Sandvine: Netflix owns one-third of North American traffic at peak, has doubled its mobile share in 12 months


Sandvine: Netflix owns one-third of North American traffic at peak, has doubled its mobile share in 12 months

Once again, broadband Internet service tracking firm Sandvine has released its latest report for North America, and once again, Netflix is ruling Internet usage. This time, however, there looks to be small indication that Netflix is gaining on the mobile Web as well.

Sandvine says that the dominance of real-time entertainment is due “in large part” to the continued market leadership of Netflix. The company’s streaming service accounts for almost a third of peak downstream traffic on fixed networks:

sandvine_2013_fixed

As you can see, during the Internet’s peak, Netflix accounts for 32.3 percent of downstream traffic in North America — much more than any other single site or service. It’s worth noting that Netflix has been maintain this one-third mark for a few years now, and its share actually decrease recently.

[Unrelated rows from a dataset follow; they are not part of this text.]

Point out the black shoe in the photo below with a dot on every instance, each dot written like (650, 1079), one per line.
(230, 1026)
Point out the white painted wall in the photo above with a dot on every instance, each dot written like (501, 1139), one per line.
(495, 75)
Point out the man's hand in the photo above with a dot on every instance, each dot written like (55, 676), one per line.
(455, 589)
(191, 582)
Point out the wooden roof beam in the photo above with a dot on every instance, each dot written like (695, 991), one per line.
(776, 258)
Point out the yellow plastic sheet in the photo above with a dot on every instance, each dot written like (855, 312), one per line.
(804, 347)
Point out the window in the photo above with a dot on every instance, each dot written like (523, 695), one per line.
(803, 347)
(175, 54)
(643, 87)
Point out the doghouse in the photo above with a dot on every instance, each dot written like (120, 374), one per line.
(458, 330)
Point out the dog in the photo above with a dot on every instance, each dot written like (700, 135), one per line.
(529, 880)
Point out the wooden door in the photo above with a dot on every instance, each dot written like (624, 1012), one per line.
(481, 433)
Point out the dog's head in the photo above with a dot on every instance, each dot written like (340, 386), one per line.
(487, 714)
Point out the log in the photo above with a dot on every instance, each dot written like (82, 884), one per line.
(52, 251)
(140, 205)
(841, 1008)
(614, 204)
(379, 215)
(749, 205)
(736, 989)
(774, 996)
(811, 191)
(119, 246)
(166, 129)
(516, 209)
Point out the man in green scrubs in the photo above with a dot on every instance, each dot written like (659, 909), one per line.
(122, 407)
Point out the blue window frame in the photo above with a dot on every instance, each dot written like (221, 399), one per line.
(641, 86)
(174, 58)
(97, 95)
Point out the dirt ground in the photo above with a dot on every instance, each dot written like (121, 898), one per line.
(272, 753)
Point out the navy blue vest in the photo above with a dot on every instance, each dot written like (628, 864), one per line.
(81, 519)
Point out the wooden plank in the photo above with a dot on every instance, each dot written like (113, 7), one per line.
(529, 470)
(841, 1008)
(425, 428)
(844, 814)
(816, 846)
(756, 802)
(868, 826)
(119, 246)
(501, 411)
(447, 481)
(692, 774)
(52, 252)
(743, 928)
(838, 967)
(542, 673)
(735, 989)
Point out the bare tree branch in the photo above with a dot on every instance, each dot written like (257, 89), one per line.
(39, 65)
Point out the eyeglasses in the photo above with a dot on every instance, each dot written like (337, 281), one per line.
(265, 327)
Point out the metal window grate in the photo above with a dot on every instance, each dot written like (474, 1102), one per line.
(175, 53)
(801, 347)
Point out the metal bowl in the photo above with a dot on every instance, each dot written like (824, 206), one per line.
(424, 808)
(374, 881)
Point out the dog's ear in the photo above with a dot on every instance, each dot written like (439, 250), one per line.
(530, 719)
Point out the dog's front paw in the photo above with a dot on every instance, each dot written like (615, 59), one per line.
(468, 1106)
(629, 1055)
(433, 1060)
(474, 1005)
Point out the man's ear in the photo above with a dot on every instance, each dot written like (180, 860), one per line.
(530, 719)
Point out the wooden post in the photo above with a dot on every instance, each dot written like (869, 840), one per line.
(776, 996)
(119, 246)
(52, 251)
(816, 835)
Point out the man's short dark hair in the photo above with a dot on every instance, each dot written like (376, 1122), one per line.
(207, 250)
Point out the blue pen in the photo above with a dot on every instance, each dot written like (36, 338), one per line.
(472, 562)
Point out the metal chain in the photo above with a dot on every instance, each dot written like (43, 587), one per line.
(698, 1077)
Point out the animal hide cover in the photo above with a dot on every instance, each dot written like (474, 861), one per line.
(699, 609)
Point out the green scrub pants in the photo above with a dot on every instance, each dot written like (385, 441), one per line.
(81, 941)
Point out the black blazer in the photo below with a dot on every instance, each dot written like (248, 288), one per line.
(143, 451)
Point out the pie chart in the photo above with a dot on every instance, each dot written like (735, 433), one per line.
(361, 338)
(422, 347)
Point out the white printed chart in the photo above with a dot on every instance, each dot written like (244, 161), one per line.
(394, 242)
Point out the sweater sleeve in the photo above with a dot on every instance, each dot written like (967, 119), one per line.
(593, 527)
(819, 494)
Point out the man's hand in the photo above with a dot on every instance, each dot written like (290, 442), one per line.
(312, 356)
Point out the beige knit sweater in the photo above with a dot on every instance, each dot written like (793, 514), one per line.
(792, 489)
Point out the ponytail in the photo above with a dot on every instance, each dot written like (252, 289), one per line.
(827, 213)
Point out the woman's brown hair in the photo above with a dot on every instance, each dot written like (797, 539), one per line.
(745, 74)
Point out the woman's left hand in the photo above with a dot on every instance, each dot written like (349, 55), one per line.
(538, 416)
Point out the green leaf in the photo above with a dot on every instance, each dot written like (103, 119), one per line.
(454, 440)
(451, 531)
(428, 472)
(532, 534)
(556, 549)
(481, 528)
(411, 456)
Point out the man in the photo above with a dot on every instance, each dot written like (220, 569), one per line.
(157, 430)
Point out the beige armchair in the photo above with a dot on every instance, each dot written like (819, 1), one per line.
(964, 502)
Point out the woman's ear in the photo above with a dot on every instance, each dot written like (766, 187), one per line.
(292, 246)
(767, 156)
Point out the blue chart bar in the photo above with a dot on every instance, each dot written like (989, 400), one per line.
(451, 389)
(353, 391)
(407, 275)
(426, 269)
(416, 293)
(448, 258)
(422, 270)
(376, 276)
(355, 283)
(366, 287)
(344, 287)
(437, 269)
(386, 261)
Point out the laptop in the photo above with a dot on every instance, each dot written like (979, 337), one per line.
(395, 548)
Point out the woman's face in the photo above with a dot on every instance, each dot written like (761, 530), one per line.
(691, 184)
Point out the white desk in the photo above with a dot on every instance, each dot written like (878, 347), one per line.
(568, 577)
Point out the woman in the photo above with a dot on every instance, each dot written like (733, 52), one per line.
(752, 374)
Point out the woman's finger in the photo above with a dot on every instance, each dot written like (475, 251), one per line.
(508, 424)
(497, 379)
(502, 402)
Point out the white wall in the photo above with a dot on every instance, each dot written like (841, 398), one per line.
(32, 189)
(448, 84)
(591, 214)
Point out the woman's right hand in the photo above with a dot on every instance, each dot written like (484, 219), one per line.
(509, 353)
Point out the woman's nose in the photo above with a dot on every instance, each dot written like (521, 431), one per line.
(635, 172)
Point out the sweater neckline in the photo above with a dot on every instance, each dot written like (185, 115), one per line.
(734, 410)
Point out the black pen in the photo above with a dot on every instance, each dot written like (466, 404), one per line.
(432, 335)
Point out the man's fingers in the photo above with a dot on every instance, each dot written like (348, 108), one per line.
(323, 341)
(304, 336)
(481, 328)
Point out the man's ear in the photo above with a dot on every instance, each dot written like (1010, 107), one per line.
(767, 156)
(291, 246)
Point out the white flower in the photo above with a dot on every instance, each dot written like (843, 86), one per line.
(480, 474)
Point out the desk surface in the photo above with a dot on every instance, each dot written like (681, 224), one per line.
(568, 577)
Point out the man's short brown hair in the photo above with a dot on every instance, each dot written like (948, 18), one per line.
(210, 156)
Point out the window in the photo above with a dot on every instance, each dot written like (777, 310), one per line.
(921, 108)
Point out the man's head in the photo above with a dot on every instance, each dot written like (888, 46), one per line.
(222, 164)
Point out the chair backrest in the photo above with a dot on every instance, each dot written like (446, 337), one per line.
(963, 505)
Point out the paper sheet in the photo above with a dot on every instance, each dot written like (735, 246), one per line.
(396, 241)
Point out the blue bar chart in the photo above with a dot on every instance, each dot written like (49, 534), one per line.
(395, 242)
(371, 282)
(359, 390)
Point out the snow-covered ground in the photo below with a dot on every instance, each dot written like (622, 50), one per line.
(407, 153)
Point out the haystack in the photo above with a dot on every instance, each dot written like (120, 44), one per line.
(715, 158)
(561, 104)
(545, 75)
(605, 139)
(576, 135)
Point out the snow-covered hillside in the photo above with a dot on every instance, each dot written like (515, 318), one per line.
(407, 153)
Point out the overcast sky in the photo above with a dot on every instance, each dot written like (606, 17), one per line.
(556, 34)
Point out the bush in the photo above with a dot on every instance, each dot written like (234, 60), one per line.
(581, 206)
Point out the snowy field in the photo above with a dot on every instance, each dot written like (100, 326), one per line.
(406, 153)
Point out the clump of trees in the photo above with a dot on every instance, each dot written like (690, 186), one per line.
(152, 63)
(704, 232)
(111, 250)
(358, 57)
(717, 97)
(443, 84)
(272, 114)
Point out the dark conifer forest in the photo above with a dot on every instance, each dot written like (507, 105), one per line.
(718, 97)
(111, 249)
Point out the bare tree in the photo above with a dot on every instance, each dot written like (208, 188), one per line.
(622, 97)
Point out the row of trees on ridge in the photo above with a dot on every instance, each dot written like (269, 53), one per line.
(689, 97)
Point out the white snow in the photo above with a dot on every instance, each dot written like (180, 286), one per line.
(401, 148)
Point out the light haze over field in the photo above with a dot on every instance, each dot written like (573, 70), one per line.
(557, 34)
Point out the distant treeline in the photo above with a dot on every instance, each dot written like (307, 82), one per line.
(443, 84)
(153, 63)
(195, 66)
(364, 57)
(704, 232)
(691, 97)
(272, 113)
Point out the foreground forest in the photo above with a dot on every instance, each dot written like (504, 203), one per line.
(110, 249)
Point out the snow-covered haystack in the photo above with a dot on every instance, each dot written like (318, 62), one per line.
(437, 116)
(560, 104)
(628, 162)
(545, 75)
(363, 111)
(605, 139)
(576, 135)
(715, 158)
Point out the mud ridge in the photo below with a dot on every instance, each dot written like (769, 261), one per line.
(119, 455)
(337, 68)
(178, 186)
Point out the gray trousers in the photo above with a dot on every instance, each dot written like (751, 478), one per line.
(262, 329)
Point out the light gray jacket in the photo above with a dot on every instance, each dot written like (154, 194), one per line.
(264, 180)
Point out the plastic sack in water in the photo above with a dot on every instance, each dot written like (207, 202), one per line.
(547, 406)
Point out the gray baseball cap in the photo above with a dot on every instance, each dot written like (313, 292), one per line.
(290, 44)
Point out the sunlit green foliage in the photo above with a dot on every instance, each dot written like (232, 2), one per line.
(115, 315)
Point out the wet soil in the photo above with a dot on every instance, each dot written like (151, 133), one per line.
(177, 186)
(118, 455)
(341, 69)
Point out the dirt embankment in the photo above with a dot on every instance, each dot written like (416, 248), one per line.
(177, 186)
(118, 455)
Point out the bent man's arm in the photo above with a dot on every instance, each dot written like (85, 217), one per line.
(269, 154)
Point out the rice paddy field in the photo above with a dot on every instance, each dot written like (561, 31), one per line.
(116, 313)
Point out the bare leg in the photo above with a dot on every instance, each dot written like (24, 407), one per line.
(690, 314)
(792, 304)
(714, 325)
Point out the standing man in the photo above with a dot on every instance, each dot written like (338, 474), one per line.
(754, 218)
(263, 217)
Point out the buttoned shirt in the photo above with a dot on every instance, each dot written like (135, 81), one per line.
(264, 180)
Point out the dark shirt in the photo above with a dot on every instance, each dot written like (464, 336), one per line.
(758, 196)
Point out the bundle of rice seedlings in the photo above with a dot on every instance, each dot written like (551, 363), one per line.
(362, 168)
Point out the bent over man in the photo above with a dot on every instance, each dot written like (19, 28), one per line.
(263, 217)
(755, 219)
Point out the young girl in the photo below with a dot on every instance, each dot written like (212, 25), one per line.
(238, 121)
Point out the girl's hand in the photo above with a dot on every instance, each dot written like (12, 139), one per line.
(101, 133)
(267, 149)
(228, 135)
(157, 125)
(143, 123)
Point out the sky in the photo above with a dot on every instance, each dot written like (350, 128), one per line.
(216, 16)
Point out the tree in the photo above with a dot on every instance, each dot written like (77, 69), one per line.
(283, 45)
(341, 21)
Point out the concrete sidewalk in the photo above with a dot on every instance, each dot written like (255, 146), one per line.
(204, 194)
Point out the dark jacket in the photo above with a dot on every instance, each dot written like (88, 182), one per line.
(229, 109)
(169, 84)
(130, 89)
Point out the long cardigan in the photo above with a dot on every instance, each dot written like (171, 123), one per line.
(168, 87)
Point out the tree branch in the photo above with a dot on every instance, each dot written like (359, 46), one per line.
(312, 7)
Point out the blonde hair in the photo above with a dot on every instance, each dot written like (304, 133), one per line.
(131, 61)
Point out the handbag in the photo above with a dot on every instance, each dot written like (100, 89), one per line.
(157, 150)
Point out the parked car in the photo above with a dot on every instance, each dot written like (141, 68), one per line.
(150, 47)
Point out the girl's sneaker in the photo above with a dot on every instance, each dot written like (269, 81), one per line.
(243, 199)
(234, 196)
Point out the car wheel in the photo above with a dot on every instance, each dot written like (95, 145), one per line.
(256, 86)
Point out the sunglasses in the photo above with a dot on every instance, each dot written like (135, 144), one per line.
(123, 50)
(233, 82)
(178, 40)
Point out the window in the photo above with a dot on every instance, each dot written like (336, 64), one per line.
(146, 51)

Yet Sandvine says this doesn’t matter:

While we observed that their share of traffic decreased by a fraction of a percent since our 2H2012 study, it should not be interpreted as a decline in the popularity of the service at the expense of their competitors. In fact, competing pay-video services such as Amazon (1.31%) and HBO Go (0.34%) saw their relative share decline in a greater amount than that of Netflix.

The below pie graph puts the streaming firm’s first place status into better perspective.

sandvine_2013_pie

No, the real story here is that Netflix’s North American mobile data usage share almost doubled from 2.24 percent to 3.98 percent in the last 12 months. Sandvine believes that that this number will increase going forward and that longer form video as a whole will become more commonplace on mobile networks in North America.

Here’s the same breakdown as above, but for mobile:

sandvine_2013_mobile

Watching TV episodes and movies on your mobile screen is less than ideal, but it is becoming more and more viable. As smartphones grow in size and connections become faster, and as tablets become more ubiquitous, Netflix could find itself taking on YouTube in a few years.

By the next report, we wouldn’t be surprised if it muscled its way past Google Play and SSL traffic to move into the top five for downstream mobile traffic.